When a male wasp spider discovers a potential partner, he turns her on by shaking her web. The female thereupon supports herself on her long legs on the web so that the male, who is much smaller, can then creep under her body. The rest works hydraulically: the tip of a transformed leg filled with sperm is inserted into the female’s sexual orifice – like a ski boot in its binding.
The female usually puts an end to the affair after a few seconds by attacking her partner and killing him if he does not escape in time. ‘When the male detaches himself from the female, in more than 80 per cent of cases the tip of his genital breaks off,’ the Bonn lecturer Dr. Gabriele Uhl says. ‘The tip then remains in the sexual orifice like a cork, blocking it.’
Together with her colleague Professor Jutta Schneider and the behavioural biologist Stefan Nessler (both now at the University of Hamburg), Dr. Uhl has been looking for a reason for this genital mutilation. ‘There are basically two hypotheses,’ she explains. ‘On the one hand detaching part of the genital organ could help the male to escape from the female’s murderous attack.
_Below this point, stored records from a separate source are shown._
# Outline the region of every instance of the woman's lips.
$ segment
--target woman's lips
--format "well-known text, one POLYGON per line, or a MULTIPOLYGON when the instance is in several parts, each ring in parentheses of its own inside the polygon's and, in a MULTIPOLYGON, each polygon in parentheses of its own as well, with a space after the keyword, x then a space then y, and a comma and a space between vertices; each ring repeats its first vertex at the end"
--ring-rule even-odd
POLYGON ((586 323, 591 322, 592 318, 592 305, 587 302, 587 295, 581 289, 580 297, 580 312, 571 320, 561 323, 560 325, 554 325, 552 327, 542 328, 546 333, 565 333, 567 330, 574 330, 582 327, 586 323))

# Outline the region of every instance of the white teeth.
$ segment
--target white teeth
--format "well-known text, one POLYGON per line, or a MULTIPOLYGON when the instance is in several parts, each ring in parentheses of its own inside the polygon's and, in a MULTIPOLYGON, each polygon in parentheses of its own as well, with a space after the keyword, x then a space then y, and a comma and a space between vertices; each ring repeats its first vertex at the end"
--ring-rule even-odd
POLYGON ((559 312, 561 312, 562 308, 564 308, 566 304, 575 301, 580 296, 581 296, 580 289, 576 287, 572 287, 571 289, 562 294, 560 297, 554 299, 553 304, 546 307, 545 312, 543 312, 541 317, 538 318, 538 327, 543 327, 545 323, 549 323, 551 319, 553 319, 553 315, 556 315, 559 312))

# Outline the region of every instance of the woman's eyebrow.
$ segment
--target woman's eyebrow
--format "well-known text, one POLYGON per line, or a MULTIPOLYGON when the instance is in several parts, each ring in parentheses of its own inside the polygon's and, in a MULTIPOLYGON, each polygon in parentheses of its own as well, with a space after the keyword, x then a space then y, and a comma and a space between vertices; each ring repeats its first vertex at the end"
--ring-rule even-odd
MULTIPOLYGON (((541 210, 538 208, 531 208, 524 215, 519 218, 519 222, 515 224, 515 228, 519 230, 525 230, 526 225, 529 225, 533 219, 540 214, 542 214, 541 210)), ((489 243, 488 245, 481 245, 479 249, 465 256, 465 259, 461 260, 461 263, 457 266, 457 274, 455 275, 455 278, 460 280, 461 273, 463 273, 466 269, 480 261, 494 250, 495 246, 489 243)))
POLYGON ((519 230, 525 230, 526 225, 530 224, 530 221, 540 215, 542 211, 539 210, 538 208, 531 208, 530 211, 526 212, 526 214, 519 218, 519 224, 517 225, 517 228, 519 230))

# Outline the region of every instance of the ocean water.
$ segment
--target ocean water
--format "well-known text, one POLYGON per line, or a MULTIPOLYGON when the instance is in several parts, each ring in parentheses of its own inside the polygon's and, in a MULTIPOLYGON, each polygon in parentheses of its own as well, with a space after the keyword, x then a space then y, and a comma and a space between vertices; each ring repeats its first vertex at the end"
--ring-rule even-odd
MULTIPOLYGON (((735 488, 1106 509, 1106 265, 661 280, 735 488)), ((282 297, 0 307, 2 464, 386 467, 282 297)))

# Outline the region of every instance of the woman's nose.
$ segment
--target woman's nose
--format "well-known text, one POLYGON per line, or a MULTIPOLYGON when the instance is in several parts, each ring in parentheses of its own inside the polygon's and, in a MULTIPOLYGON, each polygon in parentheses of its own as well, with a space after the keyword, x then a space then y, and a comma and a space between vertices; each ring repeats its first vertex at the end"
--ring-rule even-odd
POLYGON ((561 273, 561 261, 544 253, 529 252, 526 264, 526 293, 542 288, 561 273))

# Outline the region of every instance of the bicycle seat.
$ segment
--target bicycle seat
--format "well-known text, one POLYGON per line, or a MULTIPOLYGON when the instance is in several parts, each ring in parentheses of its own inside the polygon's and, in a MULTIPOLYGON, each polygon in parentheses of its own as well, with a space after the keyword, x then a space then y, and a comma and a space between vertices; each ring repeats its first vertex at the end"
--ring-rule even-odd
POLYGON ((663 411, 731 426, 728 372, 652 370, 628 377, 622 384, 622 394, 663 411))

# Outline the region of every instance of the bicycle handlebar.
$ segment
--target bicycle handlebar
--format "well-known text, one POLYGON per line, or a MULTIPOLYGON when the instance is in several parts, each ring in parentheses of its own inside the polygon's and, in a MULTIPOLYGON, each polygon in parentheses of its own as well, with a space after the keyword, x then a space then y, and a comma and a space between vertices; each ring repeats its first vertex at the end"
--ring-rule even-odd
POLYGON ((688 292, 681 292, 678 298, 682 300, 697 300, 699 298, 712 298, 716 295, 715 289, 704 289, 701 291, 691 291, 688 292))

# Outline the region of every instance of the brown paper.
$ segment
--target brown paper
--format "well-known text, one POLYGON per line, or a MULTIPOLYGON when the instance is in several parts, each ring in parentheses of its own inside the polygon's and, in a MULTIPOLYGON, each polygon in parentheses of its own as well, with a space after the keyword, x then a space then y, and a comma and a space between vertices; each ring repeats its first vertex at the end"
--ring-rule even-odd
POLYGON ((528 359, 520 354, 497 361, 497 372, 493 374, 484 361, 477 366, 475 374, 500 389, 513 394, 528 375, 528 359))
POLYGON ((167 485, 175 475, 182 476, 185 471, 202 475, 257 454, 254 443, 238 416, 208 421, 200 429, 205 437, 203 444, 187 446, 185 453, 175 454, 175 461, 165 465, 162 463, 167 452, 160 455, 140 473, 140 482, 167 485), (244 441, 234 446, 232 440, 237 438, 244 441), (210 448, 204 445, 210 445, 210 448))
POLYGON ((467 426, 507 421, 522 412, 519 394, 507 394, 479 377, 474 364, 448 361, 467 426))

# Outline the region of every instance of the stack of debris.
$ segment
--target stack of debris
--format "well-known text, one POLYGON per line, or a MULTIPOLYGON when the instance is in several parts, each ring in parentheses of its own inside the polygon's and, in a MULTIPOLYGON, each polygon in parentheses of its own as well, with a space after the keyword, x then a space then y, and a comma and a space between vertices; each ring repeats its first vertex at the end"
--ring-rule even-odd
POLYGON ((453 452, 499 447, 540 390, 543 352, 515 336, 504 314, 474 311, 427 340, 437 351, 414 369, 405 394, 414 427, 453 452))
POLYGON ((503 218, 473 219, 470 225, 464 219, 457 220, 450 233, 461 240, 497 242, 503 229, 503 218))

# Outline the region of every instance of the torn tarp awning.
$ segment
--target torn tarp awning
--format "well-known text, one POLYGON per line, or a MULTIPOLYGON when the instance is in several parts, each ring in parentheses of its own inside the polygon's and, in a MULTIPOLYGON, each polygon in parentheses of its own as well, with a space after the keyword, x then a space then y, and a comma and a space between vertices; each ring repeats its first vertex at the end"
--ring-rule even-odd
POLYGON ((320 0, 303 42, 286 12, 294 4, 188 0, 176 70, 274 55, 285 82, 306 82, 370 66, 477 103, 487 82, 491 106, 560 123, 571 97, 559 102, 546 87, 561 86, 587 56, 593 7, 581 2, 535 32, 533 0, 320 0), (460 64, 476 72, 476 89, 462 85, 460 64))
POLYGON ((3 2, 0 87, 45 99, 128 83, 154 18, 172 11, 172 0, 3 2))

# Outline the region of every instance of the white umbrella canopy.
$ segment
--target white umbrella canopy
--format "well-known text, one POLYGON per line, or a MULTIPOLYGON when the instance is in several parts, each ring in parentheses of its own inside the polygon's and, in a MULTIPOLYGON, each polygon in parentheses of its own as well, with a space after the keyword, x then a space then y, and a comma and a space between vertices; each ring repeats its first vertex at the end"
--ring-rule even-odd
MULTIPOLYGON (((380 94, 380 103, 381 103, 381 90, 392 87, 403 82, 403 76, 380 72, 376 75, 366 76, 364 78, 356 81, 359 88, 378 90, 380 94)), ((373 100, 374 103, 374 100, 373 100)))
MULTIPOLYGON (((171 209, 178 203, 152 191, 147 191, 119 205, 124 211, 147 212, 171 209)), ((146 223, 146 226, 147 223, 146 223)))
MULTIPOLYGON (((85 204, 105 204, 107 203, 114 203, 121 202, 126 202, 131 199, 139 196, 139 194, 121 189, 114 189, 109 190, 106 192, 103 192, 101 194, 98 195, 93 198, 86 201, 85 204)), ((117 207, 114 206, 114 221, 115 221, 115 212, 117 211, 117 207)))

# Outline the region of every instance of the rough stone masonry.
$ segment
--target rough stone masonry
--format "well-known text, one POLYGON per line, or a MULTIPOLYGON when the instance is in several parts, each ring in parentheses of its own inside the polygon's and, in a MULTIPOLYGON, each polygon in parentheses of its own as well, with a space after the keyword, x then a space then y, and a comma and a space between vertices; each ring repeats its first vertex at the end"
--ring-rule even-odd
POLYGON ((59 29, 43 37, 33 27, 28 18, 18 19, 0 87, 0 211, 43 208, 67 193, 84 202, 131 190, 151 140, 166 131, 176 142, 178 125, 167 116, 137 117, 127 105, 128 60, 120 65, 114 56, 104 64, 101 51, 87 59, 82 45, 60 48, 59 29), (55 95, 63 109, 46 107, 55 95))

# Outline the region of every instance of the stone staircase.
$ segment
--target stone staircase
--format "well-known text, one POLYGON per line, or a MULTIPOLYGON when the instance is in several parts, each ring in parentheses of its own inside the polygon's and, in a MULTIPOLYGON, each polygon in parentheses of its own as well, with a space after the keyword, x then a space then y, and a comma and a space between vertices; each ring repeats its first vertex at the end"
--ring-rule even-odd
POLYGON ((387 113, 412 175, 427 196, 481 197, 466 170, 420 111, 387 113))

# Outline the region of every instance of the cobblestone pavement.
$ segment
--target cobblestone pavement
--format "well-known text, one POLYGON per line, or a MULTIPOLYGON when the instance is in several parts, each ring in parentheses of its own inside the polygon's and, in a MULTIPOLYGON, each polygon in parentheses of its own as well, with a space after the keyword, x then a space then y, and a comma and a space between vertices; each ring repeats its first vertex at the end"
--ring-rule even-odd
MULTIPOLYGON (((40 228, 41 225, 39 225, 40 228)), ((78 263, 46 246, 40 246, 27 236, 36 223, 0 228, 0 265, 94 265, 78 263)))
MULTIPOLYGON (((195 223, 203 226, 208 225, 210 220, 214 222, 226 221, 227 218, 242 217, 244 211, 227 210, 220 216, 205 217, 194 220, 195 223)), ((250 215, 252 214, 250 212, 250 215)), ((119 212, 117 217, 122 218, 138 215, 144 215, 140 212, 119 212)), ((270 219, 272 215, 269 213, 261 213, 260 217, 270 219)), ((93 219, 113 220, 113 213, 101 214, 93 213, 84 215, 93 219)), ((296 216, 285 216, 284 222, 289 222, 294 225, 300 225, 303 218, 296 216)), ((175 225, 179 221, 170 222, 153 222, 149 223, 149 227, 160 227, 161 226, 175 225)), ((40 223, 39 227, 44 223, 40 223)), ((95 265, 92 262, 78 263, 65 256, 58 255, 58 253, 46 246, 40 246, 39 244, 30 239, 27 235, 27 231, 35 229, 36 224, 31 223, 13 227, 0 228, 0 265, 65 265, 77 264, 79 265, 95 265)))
On the other hand it might be a mechanism ensuring that paternity is maintained, preventing or impeding further copulation by the female.’
Genital tip as a ‘cork’
Even when giving her a quickie, a male transfers enough sperm to fertilise all his partner’s eggs. However, if a rival male then gets a look in, his sperm cells compete during copulation with those of his predecessor. ‘The detached tip might prevent subsequent intercourse, like a chastity belt,’ Jutta Schneider explains. ‘The first male would thereby ensure that all the egg cells were fertilised by him rather than his rival.’
In his diploma thesis at the University of Bonn, Stefan Nessler has been examining more closely which of the two hypotheses is correct. The result is that whether the tip broke off or not had no significant effect on the male’s survival rate – but it did affect any subsequent copulation with another male: when the sexual orifice was blocked, the game was over after only eight seconds; normally male spiders copulate for twice as long. ‘The results show that the blockage at least impedes copulation,’ Stefan Nessler emphasises. ‘Initial morphological studies show that the detached tip plugs the orifice so securely that the transfer of semen is probably largely excluded.’
The researchers have now been able to show that other species of wasp spiders also have this ‘plugging mechanism’. What they all have in common is that the female attempts to kill her partner during intercourse. ‘We presume that genital mutilation only makes sense if there is hardly any chance of further copulation anyway,’ Gabriele Uhl explains. ‘The males show maximum investment.’
Dr. Uhl’s diploma student Martin Busch is currently investigating a completely different strategy for preventing competitors from having intercourse: the dwarf spider produces a viscous secretion in its genital which it spurts after the sperm. This mucus plug blocks the female genital aperture so effectively that rivals can no longer copulate. Whether a mucus plug or the tip of the genital organ is used, the oviposition is unaffected by the ‘chastity belt’: ‘for that the females have a separate aperture,’ Dr. Uhl stresses. ‘In spider species with only one aperture for copulation and oviposition no such contraceptive strategies exist.’